BOKA Powell is committed to protecting the environment, improving quality of life and promoting sustainability in architectural design. Our LEED accredited professionals assist clients in understanding the connection between the ecological, economic and social circumstances of a project. We are dedicated to identifying potential cost and schedule impacts related to implementing systems and strategies, with an eye toward maximizing the benefit for every dollar spent.
Training our Team
Our team is well-versed in developing sustainable designs and green building alternatives using the fundamentals of the U.S. Green Building Council’s Leadership in Energy and Environmental Design (LEED®) rating system. We understand that each project type requires a different set of criteria, and our on-staff LEED Accredited Professionals (LEED AP) know the success of a LEED certified project lies not only in fulfilling the specific credit requirements outlined by the USGBC, but by honoring the intent of the LEED system in creating environments which have a lower impact on our natural resources and support healthier, happier, and more productive building occupants.
We take a holistic approach to LEED design. Every point in the LEED system is evaluated against the potential budget or schedule impact for that project to determine the best potential path to certification in the context of the client’s requirements. While LEED is arguably the most nationally-recognized green building certification program, BOKA Powell also strives to meet a number of other green building qualifiers, such as Austin Energy’s Green Building Program, the U.S. Environmental Protection Agency’s Energy Star and many other local programs. BOKA Powell has designed more than 3,000,000 square feet that now bear the EPA’s Energy Star Label.

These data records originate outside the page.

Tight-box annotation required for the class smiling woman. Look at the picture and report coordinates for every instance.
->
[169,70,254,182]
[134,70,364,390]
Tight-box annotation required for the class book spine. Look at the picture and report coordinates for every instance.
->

Improving Indoor Air Quality
Indoor environmental quality is key to achieving this goal on our commercial, mixed-use and residential projects. Our approach for delivering spaces with high indoor environmental quality focuses on providing the building occupant with the most comfortable conditions possible. This typically includes increased outdoor ventilation, CO2 monitoring for regularly occupied spaces, and careful control of secondhand smoke. Individual occupant controls for lighting levels and air distribution are also typically considered, with under floor air and task lighting being primary methods for accomplishing these objectives. Allowing daylight deep into the spaces and allowing views to the outside for most of the floor area are also considered important to the quality of the work and/or learning environment, and are typically achieved by eliminating full height office walls or by locating these offices to the interior of the building. Air quality standards are addressed by careful selection of HVAC components and by specification of low-VOC-emitting components such as carpet, paint, sealants, wood, plastic, and other building materials which could off-gas and create an unhealthy environment for the building occupant.